Os Repórteres da Rádio estão atentos. Aparecem «em cima do acontecimento». As brigadas de Rádio Clube Português e da RPO têm marcado posição de relevo». O projecto do programa “Contacto”, que veio, efemeramente a substituir o transitório “Europa”, protagonista de uma postura mais descomprimida ao microfone, ia no sentido de ser o primeiro jornal que saía para a rua, com a diferença de não ser escrito, mas falado e com especial ênfase na reportagem.
Contrastando com os serviços próprios do Rádio Clube Português, os noticiários da Rádio Renascença eram baseados na leitura de jornais: «A Renascença nessa altura estava a colar notícias do “Novidades” e do “Diário de Notícias” numa folha, às 12h 45m da tarde, e acabou. Não havia mais nada!».
Será nos anos 70 que a Rádio Renascença tentará lançar um novo serviço informativo, concorrencial ao RCP. Iniciado no dia 16 de Outubro de 1972, foi pela primeira vez transmitido no dia 23 seguinte, prolongando o seu período experimental até ao dia 16 de Dezembro. A Renascença passou, então, a dispor de seis serviços (manhã, almoço, jantar e noite, resumindo as últimas horas, e 11h e 17h, de actualidade).
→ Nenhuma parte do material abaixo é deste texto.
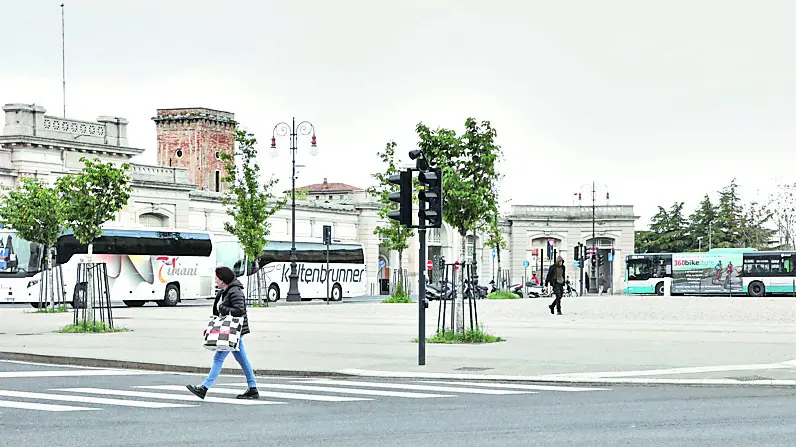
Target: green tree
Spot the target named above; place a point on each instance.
(33, 210)
(479, 147)
(668, 232)
(727, 231)
(249, 203)
(783, 202)
(497, 241)
(469, 178)
(89, 199)
(701, 223)
(755, 231)
(393, 235)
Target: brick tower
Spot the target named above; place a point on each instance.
(193, 139)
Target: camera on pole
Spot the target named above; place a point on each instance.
(403, 197)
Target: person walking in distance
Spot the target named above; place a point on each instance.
(556, 276)
(229, 301)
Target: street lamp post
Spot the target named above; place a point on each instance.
(593, 277)
(284, 129)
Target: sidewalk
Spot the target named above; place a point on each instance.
(597, 338)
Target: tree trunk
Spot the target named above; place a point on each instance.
(459, 307)
(399, 278)
(89, 293)
(258, 282)
(497, 252)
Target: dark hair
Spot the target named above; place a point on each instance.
(225, 274)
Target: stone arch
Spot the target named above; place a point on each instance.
(154, 219)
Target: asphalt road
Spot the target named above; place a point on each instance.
(360, 412)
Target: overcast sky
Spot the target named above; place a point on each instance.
(655, 101)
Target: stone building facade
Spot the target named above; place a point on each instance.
(181, 193)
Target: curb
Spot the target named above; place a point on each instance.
(161, 367)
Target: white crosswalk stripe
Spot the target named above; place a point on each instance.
(444, 389)
(519, 386)
(41, 407)
(167, 396)
(325, 389)
(90, 400)
(277, 395)
(273, 391)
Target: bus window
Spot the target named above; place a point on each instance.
(638, 269)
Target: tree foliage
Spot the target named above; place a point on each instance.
(727, 223)
(394, 236)
(92, 197)
(469, 171)
(248, 203)
(33, 210)
(783, 204)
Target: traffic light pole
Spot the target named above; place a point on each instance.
(421, 296)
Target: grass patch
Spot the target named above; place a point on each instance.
(502, 295)
(469, 336)
(398, 299)
(84, 327)
(52, 310)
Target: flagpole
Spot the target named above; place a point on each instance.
(63, 57)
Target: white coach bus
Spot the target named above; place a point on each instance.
(163, 266)
(347, 275)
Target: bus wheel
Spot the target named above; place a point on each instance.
(171, 297)
(757, 289)
(337, 293)
(273, 293)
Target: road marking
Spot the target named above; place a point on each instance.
(90, 400)
(444, 389)
(521, 386)
(673, 371)
(74, 373)
(296, 396)
(41, 407)
(349, 391)
(165, 396)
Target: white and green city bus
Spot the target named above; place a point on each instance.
(722, 271)
(162, 266)
(645, 273)
(769, 273)
(347, 275)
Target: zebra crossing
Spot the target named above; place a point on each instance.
(272, 392)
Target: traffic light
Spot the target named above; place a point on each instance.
(403, 197)
(430, 197)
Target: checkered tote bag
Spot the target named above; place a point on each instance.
(223, 333)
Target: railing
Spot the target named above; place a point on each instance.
(158, 174)
(75, 127)
(600, 211)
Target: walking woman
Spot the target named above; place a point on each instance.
(229, 301)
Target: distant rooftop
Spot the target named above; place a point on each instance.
(327, 187)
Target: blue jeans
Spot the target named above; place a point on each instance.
(242, 359)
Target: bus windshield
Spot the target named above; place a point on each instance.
(18, 256)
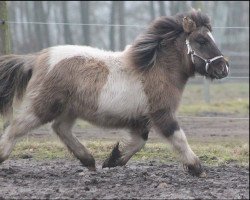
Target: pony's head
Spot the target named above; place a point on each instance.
(184, 37)
(206, 58)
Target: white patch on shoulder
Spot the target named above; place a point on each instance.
(59, 53)
(123, 94)
(210, 35)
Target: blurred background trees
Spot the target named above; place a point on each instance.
(96, 23)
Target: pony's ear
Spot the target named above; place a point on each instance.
(188, 25)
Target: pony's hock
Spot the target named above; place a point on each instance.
(138, 88)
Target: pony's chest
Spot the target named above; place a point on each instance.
(123, 95)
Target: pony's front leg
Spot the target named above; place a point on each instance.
(166, 124)
(139, 133)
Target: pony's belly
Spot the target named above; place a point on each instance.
(122, 96)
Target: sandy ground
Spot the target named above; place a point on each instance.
(67, 179)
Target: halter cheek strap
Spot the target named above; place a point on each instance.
(192, 53)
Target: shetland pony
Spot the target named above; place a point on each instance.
(138, 88)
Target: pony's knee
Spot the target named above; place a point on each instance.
(165, 122)
(169, 128)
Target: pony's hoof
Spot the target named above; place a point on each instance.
(194, 170)
(114, 159)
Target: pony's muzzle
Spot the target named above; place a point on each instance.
(221, 70)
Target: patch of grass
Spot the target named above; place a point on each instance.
(210, 152)
(237, 107)
(219, 92)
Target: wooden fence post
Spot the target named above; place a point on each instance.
(4, 30)
(206, 89)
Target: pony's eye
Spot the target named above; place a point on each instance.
(201, 40)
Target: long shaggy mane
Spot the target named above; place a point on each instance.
(162, 31)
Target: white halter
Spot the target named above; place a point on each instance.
(192, 52)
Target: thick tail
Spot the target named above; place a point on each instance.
(15, 73)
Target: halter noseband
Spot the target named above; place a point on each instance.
(192, 52)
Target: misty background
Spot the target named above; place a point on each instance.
(111, 25)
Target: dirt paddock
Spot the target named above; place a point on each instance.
(67, 179)
(64, 179)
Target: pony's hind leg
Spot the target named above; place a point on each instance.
(62, 127)
(139, 133)
(17, 128)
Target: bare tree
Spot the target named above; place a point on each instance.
(112, 28)
(85, 15)
(152, 10)
(66, 31)
(122, 30)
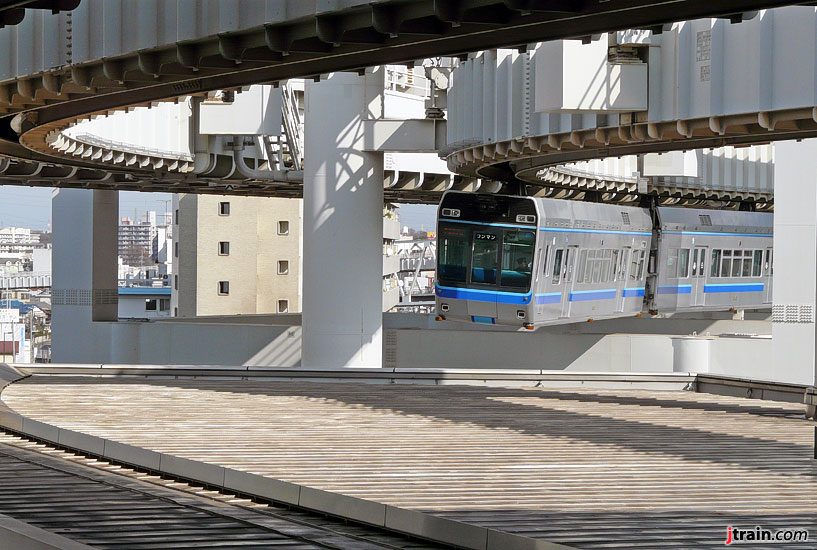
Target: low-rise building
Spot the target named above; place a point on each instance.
(142, 302)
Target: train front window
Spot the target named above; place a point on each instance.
(517, 258)
(484, 260)
(453, 263)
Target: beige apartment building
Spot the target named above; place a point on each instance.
(235, 255)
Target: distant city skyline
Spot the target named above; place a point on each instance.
(31, 207)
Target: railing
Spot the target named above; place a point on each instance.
(292, 126)
(400, 79)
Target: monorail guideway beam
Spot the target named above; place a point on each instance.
(343, 224)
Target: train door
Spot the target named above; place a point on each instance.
(483, 275)
(621, 275)
(768, 271)
(698, 274)
(568, 268)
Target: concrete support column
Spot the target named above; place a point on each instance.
(343, 225)
(105, 276)
(795, 262)
(84, 274)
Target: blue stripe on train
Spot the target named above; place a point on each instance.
(674, 289)
(587, 295)
(633, 292)
(549, 298)
(486, 320)
(734, 287)
(483, 295)
(601, 231)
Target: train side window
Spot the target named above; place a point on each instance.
(582, 265)
(716, 263)
(672, 263)
(726, 263)
(597, 267)
(591, 265)
(557, 266)
(757, 263)
(547, 261)
(567, 275)
(747, 264)
(737, 260)
(615, 265)
(641, 255)
(683, 263)
(484, 260)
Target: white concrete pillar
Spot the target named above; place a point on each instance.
(83, 276)
(105, 276)
(795, 262)
(343, 225)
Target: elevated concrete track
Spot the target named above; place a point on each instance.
(116, 58)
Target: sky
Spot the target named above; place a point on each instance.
(31, 207)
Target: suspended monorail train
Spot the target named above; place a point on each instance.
(526, 261)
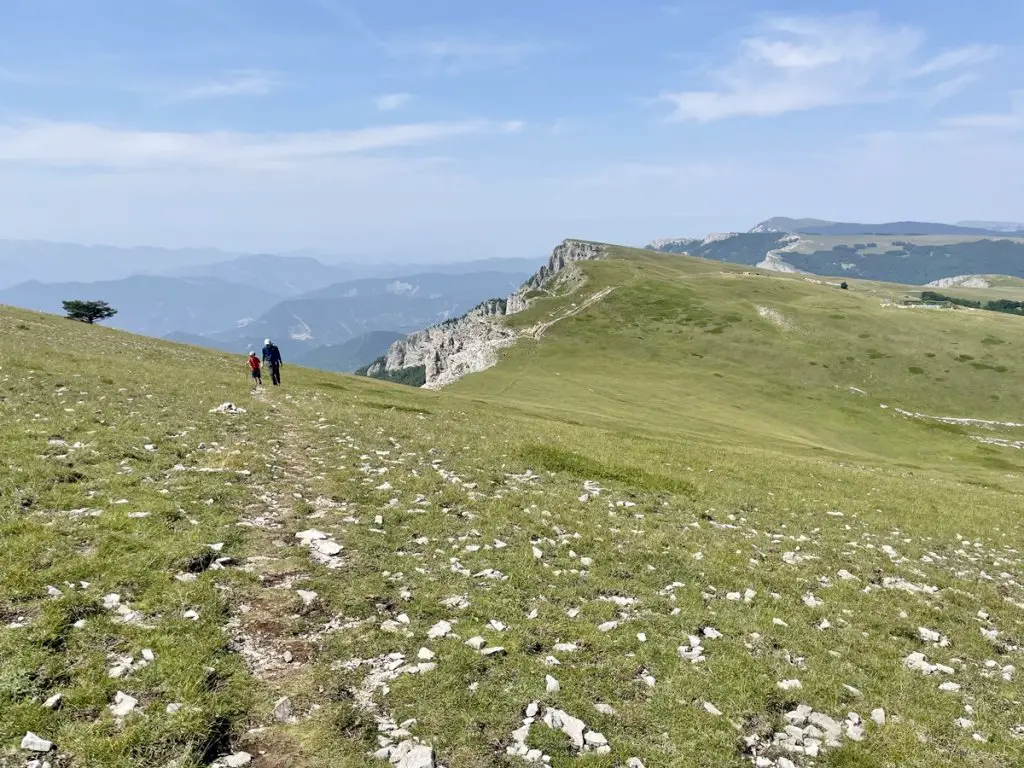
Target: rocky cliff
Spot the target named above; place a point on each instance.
(443, 353)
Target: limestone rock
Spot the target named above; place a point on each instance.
(32, 742)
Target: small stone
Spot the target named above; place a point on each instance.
(593, 738)
(123, 705)
(32, 742)
(283, 710)
(327, 548)
(439, 630)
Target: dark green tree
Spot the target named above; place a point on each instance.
(89, 311)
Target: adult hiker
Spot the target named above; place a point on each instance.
(254, 366)
(271, 355)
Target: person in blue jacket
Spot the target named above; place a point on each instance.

Porém, quer o impulso quer a qualidade será breve; se em Fevereiro de 1973, a equipa, com oito pessoas, menos uma que inicialmente, produzia mais de 200h de informação semanal, quatro meses mais tarde, reduzidos a três pessoas, os serviços produziam 120 horas, sem reportagens e com raros comentários, por sua vez menos ágeis e intervenientes. Desaparecem os apontamentos regulares e diários e de aliciante restava apenas o noticiário das 19h; a falta de recursos humanos especializados era o motivo apontado: «Não existem, neste momento, no meio radiofónico, profissionais preparados para exercer estas funções. Somos obrigados a recrutá-los nos meios jornalísticos, ou entre pessoas sem experiência prévia», explicava João Alferes Gonçalves que assegurava a chefia dos noticiários, após a saída de Carlos Cruz, em Fevereiro.
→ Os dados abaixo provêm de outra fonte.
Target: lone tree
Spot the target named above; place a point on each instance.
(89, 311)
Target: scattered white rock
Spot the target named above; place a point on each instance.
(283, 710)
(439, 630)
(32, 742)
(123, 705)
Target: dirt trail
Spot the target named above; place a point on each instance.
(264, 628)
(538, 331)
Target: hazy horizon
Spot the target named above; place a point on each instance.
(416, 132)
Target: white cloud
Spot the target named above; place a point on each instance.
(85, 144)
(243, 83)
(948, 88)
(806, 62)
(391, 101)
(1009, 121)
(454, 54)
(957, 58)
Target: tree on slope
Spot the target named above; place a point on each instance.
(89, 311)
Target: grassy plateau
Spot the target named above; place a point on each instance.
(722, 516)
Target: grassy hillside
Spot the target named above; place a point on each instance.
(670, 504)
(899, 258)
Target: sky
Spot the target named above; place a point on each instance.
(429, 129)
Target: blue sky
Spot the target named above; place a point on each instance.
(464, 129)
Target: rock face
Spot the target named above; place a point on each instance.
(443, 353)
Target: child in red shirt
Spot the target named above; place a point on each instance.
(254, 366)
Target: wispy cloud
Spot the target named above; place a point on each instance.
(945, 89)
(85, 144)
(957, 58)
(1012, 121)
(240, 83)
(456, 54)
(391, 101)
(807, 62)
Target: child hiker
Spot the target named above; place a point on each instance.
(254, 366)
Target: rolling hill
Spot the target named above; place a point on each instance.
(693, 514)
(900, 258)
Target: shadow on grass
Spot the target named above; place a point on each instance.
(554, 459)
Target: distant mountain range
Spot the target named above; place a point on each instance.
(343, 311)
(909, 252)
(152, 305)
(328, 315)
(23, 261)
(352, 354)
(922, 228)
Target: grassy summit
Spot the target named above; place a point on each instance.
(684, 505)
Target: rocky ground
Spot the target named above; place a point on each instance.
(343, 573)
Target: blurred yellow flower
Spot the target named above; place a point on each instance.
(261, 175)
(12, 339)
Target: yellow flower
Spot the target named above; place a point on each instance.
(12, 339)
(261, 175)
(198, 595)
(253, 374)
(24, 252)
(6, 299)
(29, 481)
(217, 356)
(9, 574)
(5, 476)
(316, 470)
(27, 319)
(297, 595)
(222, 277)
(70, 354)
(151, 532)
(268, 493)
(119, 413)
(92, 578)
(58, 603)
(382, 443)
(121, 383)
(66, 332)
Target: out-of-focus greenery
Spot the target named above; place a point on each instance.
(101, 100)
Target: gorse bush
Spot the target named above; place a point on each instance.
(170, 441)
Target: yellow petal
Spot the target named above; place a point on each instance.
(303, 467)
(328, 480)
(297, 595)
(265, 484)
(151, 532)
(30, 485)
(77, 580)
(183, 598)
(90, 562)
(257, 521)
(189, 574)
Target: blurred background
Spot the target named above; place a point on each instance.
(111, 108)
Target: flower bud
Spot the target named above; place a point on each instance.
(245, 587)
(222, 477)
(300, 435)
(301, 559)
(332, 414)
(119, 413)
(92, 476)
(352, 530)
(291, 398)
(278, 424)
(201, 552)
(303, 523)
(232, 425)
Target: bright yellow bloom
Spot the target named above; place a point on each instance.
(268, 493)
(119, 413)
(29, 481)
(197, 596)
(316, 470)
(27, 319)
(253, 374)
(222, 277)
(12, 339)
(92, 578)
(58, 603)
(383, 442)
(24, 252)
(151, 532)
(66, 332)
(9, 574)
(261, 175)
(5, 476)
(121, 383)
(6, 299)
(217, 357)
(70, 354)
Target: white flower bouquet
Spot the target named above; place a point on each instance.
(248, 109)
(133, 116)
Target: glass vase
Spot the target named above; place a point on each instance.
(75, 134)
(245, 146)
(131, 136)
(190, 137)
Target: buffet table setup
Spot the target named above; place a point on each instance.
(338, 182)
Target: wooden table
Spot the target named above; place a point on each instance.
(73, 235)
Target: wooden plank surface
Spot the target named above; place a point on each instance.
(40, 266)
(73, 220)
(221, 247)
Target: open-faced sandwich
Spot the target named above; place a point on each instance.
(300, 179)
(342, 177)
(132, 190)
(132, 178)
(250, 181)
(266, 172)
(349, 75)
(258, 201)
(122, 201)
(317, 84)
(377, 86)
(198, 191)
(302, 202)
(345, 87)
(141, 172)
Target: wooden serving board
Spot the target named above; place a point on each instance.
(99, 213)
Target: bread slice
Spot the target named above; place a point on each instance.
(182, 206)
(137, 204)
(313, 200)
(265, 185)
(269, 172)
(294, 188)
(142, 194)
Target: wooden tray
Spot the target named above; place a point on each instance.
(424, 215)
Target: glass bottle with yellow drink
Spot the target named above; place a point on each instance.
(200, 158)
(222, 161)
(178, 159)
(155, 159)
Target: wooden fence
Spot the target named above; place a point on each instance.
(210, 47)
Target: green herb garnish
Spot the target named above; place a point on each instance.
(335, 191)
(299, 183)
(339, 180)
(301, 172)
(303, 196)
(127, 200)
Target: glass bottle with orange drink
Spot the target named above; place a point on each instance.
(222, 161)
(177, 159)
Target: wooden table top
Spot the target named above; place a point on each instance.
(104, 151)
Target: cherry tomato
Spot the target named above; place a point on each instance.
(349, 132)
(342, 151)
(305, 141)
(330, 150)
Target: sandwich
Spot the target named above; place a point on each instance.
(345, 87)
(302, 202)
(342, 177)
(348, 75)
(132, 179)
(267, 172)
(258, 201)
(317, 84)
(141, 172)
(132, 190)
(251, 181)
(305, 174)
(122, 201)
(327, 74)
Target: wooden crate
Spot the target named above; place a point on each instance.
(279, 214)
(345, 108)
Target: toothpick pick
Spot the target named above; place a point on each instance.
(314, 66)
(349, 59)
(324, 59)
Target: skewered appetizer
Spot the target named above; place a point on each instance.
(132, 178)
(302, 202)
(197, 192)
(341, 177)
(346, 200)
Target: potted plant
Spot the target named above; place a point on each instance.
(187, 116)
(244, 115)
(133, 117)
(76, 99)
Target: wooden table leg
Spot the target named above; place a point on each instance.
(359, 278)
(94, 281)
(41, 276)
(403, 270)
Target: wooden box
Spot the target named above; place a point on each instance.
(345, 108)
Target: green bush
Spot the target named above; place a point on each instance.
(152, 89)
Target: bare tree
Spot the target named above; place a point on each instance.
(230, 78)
Por seu lado, a EN, que se tentará afastar da imagem de “diário sonoro do Governo”, reflectirá o peso e a importância da actividade informativa quando introduz os mapa-tipo de 1960 e 1967, este último experimental, altura em que ressurge o “Jornal de Actualidades” às 22h 30, tornando-se definitivo em 1968, quando são ajustados os horários dos então 20 serviços de notícias para intervalos de uma hora, uma consequência da preocupação pelo aumento constante da quantidade de serviços informativos. No início da década de 60, ainda se permitirá reforçar a sua componente de longa duração, reforçada pela variedade: «Eles tinham noticiários impressionantes com a riqueza de registos magnéticos. Gravavam tudo o que era do regime. Os noticiários eram qualquer coisa a sério. O conteúdo é que era aquele que era, mas tecnicamente irrepreensível. Cobriam o regime todo e arredores; as “cidades”, “região”, tudo e mais alguma coisa; bem feito».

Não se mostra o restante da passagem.